Chris Young singles chronology
| "I Can Take It from There" (2012) | "Aw Naw" (2013) | "Who I Am with You" (2014) |

= Aw Naw =

"Aw Naw" is a song co-written and recorded by American country music artist Chris Young. It was released in May 2013 as the first single from his fourth studio album, A.M.. The song was written by Young, Chris DeStefano and Ashley Gorley.

The song received positive reviews from critics who praised Young's take on bro-country with strong production and tolerable lyrics. "Aw Naw" peaked at numbers three and four on both the U.S. Billboard Country Airplay and Hot Country Songs charts respectively. It also charted at number 45 on the Billboard Hot 100. It was certified Platinum by the Recording Industry Association of America (RIAA). It achieved similar chart success in Canada, peaking at number five on the Canada Country chart and number 50 on the Canadian Hot 100. The song was certified Platinum by the Canadian Recording Industry Association (CRIA).

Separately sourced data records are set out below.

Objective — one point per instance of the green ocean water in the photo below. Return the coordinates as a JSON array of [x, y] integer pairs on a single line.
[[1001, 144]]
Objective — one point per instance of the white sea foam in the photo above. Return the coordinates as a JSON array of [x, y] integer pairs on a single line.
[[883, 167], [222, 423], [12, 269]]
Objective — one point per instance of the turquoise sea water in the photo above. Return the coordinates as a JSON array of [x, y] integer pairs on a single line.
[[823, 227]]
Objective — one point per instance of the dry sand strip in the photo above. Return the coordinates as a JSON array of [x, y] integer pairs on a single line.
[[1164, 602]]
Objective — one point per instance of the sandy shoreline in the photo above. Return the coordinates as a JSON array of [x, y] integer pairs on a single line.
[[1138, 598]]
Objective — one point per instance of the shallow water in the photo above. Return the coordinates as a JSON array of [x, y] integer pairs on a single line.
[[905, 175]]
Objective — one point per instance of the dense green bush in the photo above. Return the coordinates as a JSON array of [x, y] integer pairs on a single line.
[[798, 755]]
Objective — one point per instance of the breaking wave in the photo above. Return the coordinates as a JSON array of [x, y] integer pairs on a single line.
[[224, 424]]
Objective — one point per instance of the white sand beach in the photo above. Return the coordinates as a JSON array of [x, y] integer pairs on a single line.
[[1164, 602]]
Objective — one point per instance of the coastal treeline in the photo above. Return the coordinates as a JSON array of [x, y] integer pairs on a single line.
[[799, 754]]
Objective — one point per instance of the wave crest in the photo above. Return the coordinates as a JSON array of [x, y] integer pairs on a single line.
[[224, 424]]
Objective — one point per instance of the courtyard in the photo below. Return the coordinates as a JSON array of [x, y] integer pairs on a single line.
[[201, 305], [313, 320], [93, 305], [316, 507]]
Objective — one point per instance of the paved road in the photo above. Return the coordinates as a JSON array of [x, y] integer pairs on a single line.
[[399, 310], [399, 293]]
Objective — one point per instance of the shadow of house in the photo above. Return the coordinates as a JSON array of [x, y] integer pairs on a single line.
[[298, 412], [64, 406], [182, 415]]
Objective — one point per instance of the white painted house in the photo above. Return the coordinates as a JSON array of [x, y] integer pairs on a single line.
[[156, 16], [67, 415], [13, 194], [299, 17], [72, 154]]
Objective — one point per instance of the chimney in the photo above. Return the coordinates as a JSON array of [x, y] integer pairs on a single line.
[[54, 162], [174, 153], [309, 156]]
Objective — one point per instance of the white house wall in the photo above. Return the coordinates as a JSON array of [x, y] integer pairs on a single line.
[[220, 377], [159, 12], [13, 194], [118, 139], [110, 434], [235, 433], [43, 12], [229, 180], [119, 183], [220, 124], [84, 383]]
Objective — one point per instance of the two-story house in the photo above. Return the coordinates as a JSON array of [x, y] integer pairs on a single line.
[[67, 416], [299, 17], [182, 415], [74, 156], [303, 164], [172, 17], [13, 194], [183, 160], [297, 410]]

An accompanying music video for the song, directed by Chris Hicky, features Young hanging out at a bar behind the beverage door of a convenience store.

==Composition==
The song is in E Dorian, following a chord pattern of E-G-A.

==Critical reception==
Billy Dukes of Taste of Country gave the song four and a half stars out of five, writing that "this country-rocker is a progressive, creative and well-written leap forward for the ultra-talented singer." Matt Bjorke of Roughstock gave the song a favorable review, calling it "a country song that sounds unlike the singer's previous catalog but not so different as to say he's chasing trends."

Kevin John Coyne of Country Universe gave the song a B− grade, saying that it is "a typical 2013 country party song that is easier to tolerate than most of the others because it's sung really well and at least sounds like it's been written and performed by people of legal drinking age." Jon Freeman of Country Weekly gave the song a C grade, writing that "you’ve heard this particular theme many times before and there’s nothing added to it here, but the earworm chorus is likely to generate spins on your favorite radio station."

==Music video==
The video was directed by Chris Hicky and premiered in June 2013. It starts with Young and his band members at a convenience store and are attracted by three women. Young follows one of them behind a beverage door and is led to a bar and parties with them. It turns out to be a dream but as Young leaves with his band, the convenience store owner drinks from a skull and crossbones glass shot (implying that it actually happened).

==Chart performance==
"Aw Naw" debuted at number 54 on the U.S. Billboard Country Airplay chart for the week of May 25, 2013. It also debuted at number 32 on the U.S. Billboard Hot Country Songs chart for the week of June 8, 2013. It also debuted at number 97 on the U.S. Billboard Hot 100 chart for the week of August 3, 2013. It also debuted at number 98 on the Canadian Hot 100 chart for the week of September 14, 2013. As of December 2013, the song has sold 561,000 copies in the US.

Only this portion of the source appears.